Les cinq circonstances qui viennent d’être exposées en détail occasionnent bien des inégalités très-fortes dans les salaires et les profits, mais elles n’en occasionnent aucune dans la somme totale des avantages et désavantages réels ou imaginaires de chacun des différents emplois du travail ou des capitaux ; elles sont de nature seulement à compenser, dans certains emplois, la modicité du gain pécuniaire, et à en balancer la supériorité dans d’autres[1].

Cependant, pour que cette égalité ait lieu dans la somme totale des avantages et désavantages des emplois, trois choses sont nécessaires, en supposant même la plus entière liberté : la première, que l’emploi soit bien connu et établi depuis longtemps dans la localité ; la seconde, qu’il soit dans son état ordinaire, ou ce qu’on peut appeler son état naturel, et la troisième, qu’il soit la seule ou la principale occupation de ceux qui l’exercent.

Premièrement, cette égalité ne peut avoir lieu que dans ces emplois qui sont bien connus et qui existent depuis longtemps dans la localité.
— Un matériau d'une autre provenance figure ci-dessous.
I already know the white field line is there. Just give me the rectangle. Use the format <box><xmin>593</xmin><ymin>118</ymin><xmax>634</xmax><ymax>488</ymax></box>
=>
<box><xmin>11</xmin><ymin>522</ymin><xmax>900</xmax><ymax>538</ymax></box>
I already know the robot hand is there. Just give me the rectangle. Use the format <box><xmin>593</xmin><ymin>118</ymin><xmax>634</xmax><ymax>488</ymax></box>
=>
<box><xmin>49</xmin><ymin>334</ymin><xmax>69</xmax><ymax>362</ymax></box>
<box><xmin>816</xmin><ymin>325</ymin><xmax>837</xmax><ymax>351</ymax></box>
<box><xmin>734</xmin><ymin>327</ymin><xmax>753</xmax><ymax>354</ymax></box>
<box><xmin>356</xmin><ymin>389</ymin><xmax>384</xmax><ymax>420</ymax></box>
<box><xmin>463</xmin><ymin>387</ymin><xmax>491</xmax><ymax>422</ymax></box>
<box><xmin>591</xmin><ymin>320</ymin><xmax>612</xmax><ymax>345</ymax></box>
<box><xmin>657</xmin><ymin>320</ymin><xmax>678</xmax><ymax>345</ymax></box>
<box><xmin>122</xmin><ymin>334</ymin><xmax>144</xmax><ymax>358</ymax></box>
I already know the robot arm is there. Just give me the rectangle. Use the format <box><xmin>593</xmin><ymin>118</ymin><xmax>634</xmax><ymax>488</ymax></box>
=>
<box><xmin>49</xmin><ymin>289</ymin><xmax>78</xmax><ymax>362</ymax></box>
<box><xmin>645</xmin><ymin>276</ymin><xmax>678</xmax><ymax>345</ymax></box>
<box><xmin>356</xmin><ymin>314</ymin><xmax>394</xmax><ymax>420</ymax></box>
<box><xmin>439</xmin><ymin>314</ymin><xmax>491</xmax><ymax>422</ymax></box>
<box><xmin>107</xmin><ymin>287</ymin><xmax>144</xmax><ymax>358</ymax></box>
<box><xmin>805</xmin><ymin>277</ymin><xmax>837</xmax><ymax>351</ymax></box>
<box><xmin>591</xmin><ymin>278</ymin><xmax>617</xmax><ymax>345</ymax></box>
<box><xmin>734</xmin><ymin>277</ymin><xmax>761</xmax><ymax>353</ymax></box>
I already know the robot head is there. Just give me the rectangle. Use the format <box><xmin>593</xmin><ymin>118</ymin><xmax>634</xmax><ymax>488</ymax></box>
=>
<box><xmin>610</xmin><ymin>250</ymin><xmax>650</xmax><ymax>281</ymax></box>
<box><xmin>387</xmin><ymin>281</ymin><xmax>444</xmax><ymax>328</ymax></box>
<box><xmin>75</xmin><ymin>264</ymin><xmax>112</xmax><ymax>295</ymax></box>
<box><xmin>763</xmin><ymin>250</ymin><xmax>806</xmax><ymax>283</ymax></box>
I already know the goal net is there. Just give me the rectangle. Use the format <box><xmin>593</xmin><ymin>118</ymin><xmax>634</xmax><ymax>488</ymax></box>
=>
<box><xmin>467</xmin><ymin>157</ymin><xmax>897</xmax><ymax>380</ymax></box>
Toutes choses égales d’ailleurs, une entreprise nouvelle donne de plus hauts salaires que les anciennes. Quand un homme forme le projet d’établir une manufacture nouvelle, il faut, dans le commencement, qu’il attire les ouvriers et les détourne des autres emplois par l’attrait de salaires plus forts que ceux qu’ils gagneraient dans leurs propres professions, supérieurs à ceux que mériterait le nouveau travail, et il

  1. Cette conclusion de l’auteur nous semble bien obscure et bien hasardeuse. Les choses ne se passent pas ainsi dans la réalité. A. B.